I’ve yet to take a decent picture of soup, largely because the steam fogs my camera lens, and I am wholly unwilling to let my soup get cold so it photographs better.  This is the reason you have not seen a second installment of keeping warm in winter, have not heard my rant about how even respected food bloggers think miso soup is made by stirring miso into hot water (wrong!  it goes into hot dashi which is nothing more than a seaweed and fish flake tisane),  and have not seen my handmade soba noodles (quite the different beast than that Italian pasta I quickly learned!) in tsuyu.

Tokyo Style Ramen

A ramen house is a simple place to slurp noodles, nothing more.  But what a pleasure it can be when assembled from ingredients of as high a quality as this bowl was!  I opted for the Spicy Totto Ramen, a Tokyo style dish assembled before my eyes with a scoop from the vat of liquid gold chicken broth seasoned with just the right amount of soy sauce, freshly made chewy springy noodles, pork that was finished by blow torch, scallions, sprouts, a pretty little square of nori, and a healthy dollop of rayu, that spicy sesame oil condiment loaded with chiles.  Yup, they nailed it.

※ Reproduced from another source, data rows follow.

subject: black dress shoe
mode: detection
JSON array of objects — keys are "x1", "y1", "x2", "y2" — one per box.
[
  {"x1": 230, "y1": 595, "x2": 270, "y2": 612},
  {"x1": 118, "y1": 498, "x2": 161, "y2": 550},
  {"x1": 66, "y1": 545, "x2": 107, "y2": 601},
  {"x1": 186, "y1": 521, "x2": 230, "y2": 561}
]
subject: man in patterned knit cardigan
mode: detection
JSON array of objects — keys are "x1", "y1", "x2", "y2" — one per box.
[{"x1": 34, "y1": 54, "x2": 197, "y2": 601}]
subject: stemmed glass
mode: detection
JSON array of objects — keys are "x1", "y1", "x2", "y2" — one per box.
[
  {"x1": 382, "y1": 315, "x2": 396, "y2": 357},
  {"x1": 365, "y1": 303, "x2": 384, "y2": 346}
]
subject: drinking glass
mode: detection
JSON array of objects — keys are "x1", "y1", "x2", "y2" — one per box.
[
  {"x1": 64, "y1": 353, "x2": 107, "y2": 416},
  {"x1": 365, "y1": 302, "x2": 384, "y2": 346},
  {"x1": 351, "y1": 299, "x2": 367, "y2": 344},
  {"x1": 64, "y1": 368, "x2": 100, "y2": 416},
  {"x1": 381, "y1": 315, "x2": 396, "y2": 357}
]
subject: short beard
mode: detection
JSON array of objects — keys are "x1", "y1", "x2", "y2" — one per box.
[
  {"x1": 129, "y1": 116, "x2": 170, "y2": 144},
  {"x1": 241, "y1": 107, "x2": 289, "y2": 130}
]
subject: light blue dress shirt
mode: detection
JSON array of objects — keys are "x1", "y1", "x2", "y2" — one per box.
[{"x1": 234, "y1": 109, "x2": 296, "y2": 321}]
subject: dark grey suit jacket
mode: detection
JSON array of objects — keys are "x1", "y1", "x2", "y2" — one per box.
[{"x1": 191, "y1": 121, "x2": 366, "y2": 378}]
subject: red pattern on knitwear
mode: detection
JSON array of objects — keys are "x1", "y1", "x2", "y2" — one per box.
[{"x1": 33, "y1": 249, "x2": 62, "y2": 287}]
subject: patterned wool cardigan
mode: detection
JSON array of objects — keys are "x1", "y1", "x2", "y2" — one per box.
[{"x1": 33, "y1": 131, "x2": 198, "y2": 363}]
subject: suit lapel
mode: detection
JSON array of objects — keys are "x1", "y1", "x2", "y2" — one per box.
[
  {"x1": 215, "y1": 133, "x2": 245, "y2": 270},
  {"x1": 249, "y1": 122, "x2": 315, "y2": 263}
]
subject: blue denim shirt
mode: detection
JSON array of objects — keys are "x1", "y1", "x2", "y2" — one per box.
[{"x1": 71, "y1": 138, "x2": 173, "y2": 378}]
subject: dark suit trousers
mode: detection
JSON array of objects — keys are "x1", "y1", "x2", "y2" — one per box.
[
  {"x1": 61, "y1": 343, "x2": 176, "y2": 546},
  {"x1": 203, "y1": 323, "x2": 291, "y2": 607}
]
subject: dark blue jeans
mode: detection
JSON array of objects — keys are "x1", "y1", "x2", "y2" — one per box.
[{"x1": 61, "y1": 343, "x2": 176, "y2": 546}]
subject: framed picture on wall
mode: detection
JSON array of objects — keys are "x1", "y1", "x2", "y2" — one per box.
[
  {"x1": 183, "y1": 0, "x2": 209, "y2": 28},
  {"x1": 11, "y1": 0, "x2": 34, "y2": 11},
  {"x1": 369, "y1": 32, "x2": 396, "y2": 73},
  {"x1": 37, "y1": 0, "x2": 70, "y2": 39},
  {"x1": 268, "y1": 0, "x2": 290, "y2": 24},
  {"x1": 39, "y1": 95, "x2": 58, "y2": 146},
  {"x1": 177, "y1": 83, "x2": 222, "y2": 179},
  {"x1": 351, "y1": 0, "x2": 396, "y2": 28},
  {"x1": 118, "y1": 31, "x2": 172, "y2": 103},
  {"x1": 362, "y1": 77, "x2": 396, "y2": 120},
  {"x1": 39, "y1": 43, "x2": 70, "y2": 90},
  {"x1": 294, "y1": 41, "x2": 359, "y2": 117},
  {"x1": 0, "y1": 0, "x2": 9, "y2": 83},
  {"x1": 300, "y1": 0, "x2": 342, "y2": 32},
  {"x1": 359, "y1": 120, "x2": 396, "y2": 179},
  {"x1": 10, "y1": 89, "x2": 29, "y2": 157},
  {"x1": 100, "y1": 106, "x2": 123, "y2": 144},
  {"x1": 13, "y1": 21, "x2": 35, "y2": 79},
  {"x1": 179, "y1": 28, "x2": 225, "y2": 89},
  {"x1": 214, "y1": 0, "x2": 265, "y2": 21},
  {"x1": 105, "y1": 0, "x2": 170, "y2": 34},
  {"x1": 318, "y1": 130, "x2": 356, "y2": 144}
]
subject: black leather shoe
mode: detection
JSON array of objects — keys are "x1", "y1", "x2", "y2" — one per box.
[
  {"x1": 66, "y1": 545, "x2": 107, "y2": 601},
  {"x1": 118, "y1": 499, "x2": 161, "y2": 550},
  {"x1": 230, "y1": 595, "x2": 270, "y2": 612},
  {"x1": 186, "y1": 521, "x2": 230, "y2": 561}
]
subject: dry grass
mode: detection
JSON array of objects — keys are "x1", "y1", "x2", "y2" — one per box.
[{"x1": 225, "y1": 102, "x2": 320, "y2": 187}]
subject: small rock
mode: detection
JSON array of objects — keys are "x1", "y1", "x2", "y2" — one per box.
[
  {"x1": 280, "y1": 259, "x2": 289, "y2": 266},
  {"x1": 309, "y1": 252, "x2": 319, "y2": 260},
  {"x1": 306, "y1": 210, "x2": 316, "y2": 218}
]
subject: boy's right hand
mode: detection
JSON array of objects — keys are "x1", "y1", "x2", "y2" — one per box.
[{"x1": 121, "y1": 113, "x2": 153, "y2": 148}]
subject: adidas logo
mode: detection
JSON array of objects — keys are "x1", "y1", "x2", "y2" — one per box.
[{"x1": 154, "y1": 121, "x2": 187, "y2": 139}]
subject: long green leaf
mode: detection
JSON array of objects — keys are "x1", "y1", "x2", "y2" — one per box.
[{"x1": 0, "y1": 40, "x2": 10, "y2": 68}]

If you haven’t guessed it already, then you clearly haven’t been paying attention.  I wasn’t home but a few hours before I was attempting my own hand pulled noodles, being made by a master in the following video.  Silly good fun, and delicious**.

*I could argue that the 2010 meal was from last decade, and I am due for another...  Hmm.
**Go right ahead - you try to do this and take a photo without an extra set of hands.  Not to mention the fact that my camera has to go in for repair again because I never wash the flour off my hands before photographing my pastas.